Oh kale, how I have forgotten about you. How could I?
I stumbled upon this recipe recently and knew I had to make it. A one-pot meal? Pasta? Covered in cheese? Yes please! You’re going to love this because you really will just one pot to clean up. And maybe the plate or bowl for serving. But hey, that’s not bad at all!
This pasta is so creamy from the cream cheese, Ricotta and Parmesan and the lemon and garlic make such a great combination! I wouldn’t have previously thought of putting kale with all of those ingredients but you would be surprised that it all comes together quite nicely!

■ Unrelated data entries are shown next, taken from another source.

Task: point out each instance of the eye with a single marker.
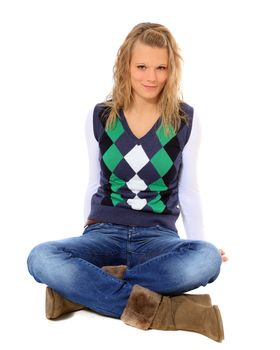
(141, 66)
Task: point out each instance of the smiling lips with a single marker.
(148, 86)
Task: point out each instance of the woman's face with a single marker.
(148, 71)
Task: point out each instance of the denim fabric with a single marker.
(157, 258)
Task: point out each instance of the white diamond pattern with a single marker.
(137, 158)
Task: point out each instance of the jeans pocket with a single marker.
(165, 229)
(92, 227)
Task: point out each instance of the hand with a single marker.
(223, 255)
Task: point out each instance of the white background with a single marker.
(56, 63)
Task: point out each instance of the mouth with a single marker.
(149, 86)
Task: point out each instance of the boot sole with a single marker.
(220, 322)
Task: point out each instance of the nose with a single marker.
(151, 76)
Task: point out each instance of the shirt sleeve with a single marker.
(188, 190)
(94, 164)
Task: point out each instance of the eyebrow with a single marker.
(161, 64)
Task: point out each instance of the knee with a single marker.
(39, 257)
(212, 260)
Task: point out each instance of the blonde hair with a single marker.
(154, 35)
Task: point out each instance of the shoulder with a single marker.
(100, 113)
(186, 110)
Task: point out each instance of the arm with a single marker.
(188, 191)
(94, 164)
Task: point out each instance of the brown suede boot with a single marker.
(203, 299)
(117, 271)
(57, 306)
(149, 310)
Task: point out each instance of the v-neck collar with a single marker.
(127, 128)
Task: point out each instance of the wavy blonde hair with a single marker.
(154, 35)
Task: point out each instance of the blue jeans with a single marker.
(156, 257)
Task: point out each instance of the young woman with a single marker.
(130, 263)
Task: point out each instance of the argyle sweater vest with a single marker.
(139, 176)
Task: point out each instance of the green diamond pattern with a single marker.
(112, 157)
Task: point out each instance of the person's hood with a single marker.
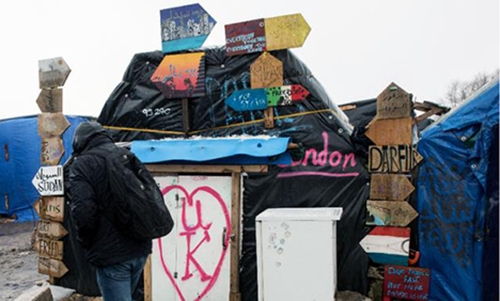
(89, 134)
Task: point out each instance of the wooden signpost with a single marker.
(49, 179)
(406, 283)
(289, 31)
(184, 27)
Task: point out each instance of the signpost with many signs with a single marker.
(49, 179)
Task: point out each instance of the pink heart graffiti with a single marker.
(189, 230)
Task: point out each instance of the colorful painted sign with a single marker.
(261, 35)
(49, 180)
(406, 283)
(395, 187)
(390, 213)
(181, 75)
(184, 27)
(52, 124)
(259, 99)
(52, 73)
(266, 71)
(393, 102)
(50, 100)
(388, 245)
(393, 158)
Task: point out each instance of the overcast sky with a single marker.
(355, 48)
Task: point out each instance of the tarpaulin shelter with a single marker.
(21, 146)
(326, 170)
(458, 200)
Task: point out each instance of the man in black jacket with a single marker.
(119, 259)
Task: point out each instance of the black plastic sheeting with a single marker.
(329, 170)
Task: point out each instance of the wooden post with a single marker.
(234, 292)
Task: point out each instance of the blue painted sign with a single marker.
(248, 100)
(184, 27)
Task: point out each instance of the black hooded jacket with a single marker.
(89, 191)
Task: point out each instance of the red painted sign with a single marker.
(406, 283)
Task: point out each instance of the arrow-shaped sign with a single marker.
(184, 27)
(260, 99)
(52, 267)
(261, 35)
(52, 124)
(51, 229)
(50, 100)
(52, 72)
(395, 187)
(387, 245)
(390, 213)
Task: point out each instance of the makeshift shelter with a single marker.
(326, 170)
(458, 200)
(21, 145)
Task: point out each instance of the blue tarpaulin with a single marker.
(21, 146)
(452, 196)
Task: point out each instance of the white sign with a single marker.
(49, 180)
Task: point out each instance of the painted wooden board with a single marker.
(50, 100)
(50, 208)
(52, 151)
(393, 158)
(181, 75)
(282, 32)
(52, 124)
(52, 72)
(407, 283)
(393, 102)
(49, 248)
(245, 37)
(49, 180)
(285, 32)
(51, 229)
(390, 131)
(52, 267)
(395, 187)
(387, 245)
(266, 71)
(390, 213)
(184, 27)
(259, 99)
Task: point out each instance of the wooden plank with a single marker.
(51, 267)
(185, 27)
(50, 100)
(52, 72)
(236, 213)
(390, 213)
(51, 208)
(148, 288)
(390, 131)
(393, 102)
(393, 158)
(49, 248)
(52, 124)
(406, 283)
(390, 187)
(51, 229)
(266, 71)
(52, 151)
(160, 168)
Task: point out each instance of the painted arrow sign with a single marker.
(390, 213)
(260, 99)
(184, 27)
(395, 187)
(388, 245)
(52, 72)
(289, 31)
(51, 267)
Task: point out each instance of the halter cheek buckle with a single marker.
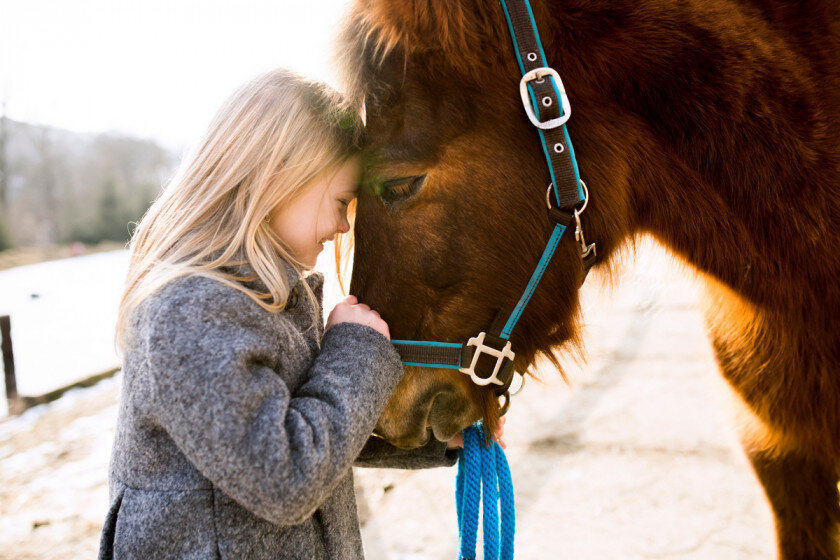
(481, 348)
(539, 74)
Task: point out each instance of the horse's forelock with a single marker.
(455, 32)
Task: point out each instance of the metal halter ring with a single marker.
(521, 384)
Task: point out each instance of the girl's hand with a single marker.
(351, 311)
(458, 440)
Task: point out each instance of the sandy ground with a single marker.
(637, 459)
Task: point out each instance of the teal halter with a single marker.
(488, 357)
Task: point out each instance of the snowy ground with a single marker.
(63, 314)
(636, 460)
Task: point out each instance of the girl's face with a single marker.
(319, 213)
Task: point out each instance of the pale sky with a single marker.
(152, 68)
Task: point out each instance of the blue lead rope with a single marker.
(484, 480)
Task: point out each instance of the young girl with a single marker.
(240, 417)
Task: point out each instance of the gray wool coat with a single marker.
(238, 428)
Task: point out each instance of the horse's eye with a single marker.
(399, 190)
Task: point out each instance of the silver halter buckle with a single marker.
(481, 348)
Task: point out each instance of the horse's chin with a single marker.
(448, 414)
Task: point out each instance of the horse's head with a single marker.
(454, 220)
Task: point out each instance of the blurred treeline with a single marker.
(58, 186)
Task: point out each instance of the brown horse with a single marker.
(710, 124)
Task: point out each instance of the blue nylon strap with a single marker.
(484, 476)
(535, 279)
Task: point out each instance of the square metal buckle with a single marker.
(540, 74)
(481, 348)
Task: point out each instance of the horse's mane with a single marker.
(455, 33)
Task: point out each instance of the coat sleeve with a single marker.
(276, 453)
(378, 453)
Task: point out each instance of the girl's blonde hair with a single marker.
(266, 144)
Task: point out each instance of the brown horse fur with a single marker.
(711, 125)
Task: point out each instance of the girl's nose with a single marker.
(343, 226)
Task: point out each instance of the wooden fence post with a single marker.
(12, 397)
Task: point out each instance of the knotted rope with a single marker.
(484, 474)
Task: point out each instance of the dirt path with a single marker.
(637, 460)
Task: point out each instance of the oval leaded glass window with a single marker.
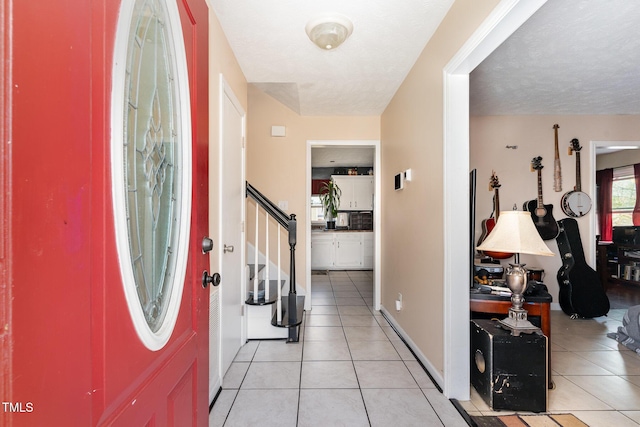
(151, 164)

This recipe makes a lot so you should not have to worry about your lunch for the next couple of days! All about saving you some time ;-p
Ingredients
- 1 tablespoon extra virgin olive oil
- 1 garlic clove, minced
- 2 ½ cups small, dry pasta
- 2 ¼ cups water
- Zest and Juice from 1 lemon
- 3 cups kale, chopped, packed
- ¼ cup grated Parmesan cheese
- ½ cup skim Ricotta
- 2 ounces softened cream cheese
- 1½ teaspoons salt
- ½ teaspoon pepper
Instructions
- Heat olive oil in a large pan to medium heat. Add garlic and cook for about 45 seconds, or until fragrant.
- Add water, pasta, lemon juice and lemon zest. Bring to a boil and stir in kale and ½ teaspoon of salt. Reduce heat to medium low, cover, and cook for 8-10 minutes.
- Meanwhile, combine Ricotta, Parmesan and cream cheese. Set aside.
- When pasta is tender and liquid is reduced, remove from heat. Add Ricotta mixture. Add ½ teaspoon salt and ½ teaspoon pepper if desired.